Moreover, strong ties to the U.S. government, rather than a single president, should be the goal. A personal friendship is not likely to be a foundation a future administration can build off of. Those long-lasting relations rely on institutional channels, such as special envoys and negotiations, preferably with a bipartisan team.

Unfortunately, those are the very avenues of relationship-building that Trump has eschewed.

With Putin, he has side-stepped aides, even cutting out interpreters and keeping the content of meetings confidential from other members of the government.

In talks with North Korea, Trump has seemingly ignored that Kim’s regime refused to meet with Stephen Biegun (the special envoy he appointed), repeatedly canceled official meetings, and refused to engage in good faith with negotiators. Instead, Trump has announced another in-person meeting, completely skipping the normal diplomatic process.

As his most recent tweets demonstrate, Trump is taking the same approach with ongoing trade talks with China, saying that no deal is even possible without his personal involvement. That undercuts the authority of U.S. negotiations and brings the relationship between Trump and Xi into the deal itself hinging on a fanciful idea of friendship.
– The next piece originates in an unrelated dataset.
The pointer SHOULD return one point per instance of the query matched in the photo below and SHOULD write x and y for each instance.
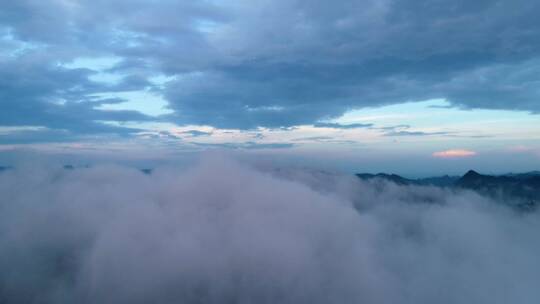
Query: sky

Although Trump is right that there is the potential for personal connections to yield agreement where political pressure might not work, in the end, linking a country’s foreign policy to the relationships fostered with one president, is short-sighted.

Bilateral relations between the U.S. and Russia, China, and even rogue states like North Korea will continue well beyond the presidency of Donald Trump. Those long-term policy goals and establishment of clear bilateral communications between governments must supersede a vain desire to demonstrate personal deal-making prowess when it comes to foreign policy.